In any event, other circuits have disagreed with the limitation on the remedy of constructive trust noted in Owens. For example, the United States Court of Appeals for the Seventh Circuit held that, "while the Ninth Circuit appears to believe that the imposition of a constructive trust in an ERISA case is permissible only when there has been a breach of trust ... it has given no reason for this belief and there is no basis for it either in ERISA or in the principles of equity." Health Cost Controls of Illinois, Inc. v. Washington, 187 F.3d 703, 711 (7th Cir.1999). See also Blue Cross & Blue Shield of Alabama v. Sanders, 138 F.3d 1347, 1353 (11th Cir. 1998) (the holding in Owens is "unduly narrow"). This Court is persuaded in this regard by the reasoning of the Seventh and Eleventh Circuits, and concludes that the relief sought in this action is authorized by § 1132(a) (3).

WHEREUPON, the Millers' challenge to this Court's exercise of subject matter jurisdiction is rejected. Plaintiffs' motion to strike the Millers' challenge to venue is GRANTED. In any event, the Millers' motion to transfer venue is DENIED. Plaintiffs' motion for a determination of subrogation priority is GRANTED, and the Millers' motion for summary judgment is DENIED. This Court concludes that the Plan in this case is governed by ERISA; that this action was properly instituted under § 1132(a) (3); that the make-whole doctrine, the common fund doctrine, as well as any other equitable remedies contained within the Millers' Answer, do not apply in this action. Plaintiffs therefore have priority over the funds held by defendant Driggers and Progressive.

NOTES

[1] In any event, the Millers have failed to satisfy their burden of showing either that the proposed transferee court, the District Court for the Northern District of Ohio, is a court where this action could have been originally brought, or that the convenience of the parties and witnesses, and the interest of justice, strongly favor transfer. See 28 U.S.C. § 1404(a). While it appears that the District Court for the Northern District of Ohio would be an appropriate venue, the Millers have presented no evidence to support such a conclusion. The only argument presented by them is that "all of the relevant facts and parties to this case are located in the Northern District of Ohio." Defendants' Reply and Motion for Summary Judgment, at p. 16. This is insufficient to support a motion to transfer.

[2] Section 1022 provides in relevant part, "A summary plan description of any employee benefit plan shall be furnished to participants and beneficiaries as provided in section 1024(b) of this tide." 29 U.S.C. § 1022(a). Section 1023 provides in relevant part, "An annual report shall be published with respect to every employee benefit plan .... Such report shall be filed with the Secretary in accordance with section 1024(a) of this title, and shall be made available and furnished to participants in accordance with section 1024(b) of this title." 29 U.S.C. § 1023(a) (1) (A).

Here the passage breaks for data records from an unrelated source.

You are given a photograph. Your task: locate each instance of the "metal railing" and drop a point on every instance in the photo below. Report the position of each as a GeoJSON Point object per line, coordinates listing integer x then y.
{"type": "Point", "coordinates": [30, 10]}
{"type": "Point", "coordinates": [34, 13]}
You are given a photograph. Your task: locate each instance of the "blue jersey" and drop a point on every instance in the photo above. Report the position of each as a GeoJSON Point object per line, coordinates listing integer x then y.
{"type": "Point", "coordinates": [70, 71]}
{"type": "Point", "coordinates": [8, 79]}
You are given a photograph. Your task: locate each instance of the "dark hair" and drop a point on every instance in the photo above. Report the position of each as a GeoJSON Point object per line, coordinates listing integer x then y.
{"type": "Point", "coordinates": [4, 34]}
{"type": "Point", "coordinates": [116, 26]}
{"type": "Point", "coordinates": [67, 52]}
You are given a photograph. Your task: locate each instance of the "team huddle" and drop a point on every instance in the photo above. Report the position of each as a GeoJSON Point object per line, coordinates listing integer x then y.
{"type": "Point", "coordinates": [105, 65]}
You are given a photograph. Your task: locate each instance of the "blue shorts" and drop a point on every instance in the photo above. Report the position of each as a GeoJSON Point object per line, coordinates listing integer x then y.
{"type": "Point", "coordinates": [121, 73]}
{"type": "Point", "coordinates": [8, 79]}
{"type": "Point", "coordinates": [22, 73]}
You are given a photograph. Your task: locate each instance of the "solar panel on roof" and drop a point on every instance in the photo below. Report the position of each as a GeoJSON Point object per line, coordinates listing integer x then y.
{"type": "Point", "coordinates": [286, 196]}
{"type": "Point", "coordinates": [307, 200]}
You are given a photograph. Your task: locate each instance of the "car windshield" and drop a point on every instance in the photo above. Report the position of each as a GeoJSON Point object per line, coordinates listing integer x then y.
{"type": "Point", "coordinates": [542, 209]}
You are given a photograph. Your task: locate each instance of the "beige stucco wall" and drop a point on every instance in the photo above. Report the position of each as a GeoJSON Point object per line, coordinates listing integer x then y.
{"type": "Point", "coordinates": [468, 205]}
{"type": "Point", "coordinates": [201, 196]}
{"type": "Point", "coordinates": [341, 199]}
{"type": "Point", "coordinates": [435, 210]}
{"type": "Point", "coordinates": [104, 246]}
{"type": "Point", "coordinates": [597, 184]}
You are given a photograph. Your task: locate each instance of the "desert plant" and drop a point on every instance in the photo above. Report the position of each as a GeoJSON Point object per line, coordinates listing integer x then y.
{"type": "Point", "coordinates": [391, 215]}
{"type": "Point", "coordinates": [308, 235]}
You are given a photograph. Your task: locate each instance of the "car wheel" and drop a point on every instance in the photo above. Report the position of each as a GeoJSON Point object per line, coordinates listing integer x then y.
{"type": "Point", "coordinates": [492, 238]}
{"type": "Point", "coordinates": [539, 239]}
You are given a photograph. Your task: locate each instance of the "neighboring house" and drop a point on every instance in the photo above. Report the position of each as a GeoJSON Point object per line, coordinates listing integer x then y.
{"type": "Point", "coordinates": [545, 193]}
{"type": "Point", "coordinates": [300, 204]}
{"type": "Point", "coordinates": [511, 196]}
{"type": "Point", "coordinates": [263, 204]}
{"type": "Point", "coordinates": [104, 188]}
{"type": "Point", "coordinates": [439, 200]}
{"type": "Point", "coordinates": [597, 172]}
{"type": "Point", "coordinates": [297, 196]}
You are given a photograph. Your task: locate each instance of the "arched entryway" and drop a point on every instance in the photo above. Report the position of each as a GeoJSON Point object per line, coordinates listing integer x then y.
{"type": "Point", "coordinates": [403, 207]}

[3] Specifically, the Millers argued that (1) this Court lacks subject matter jurisdiction, (2) venue is improper, (3) the make-whole and common-fund rules apply to preclude plaintiffs from recovering any amount, (4) in any event, the subrogation clause does not apply because the Millers were not "Ill,"(5) equity precludes relief in this case, and (6) venue should be transferred to the Northern District of Ohio. Arguments 1, 2, and 6 have already been resolved by this Court. See supra.

[4] In a motion filed November 29, 2002, plaintiffs asked the Court to stay determination of whether or not the Millers were made whole pending a determination of whether such a defense applies in this case. In light of this Court's conclusion that the make-whole doctrine does not apply in this case, plaintiffs' motion is now moot.

[5] The Court of Appeals suggested, however, that the Plan could seek the remainder of its reimbursement from the participant's attorney. Smith, 238 F.3d 424, 2000 WL 1909387, *4 (quoting with approval Ward v. Wal-Mart Stores, Inc., 194 F.3d 1315, 1999 WL 801532, at *4 (6th Cir. Sept. 30, 1999)).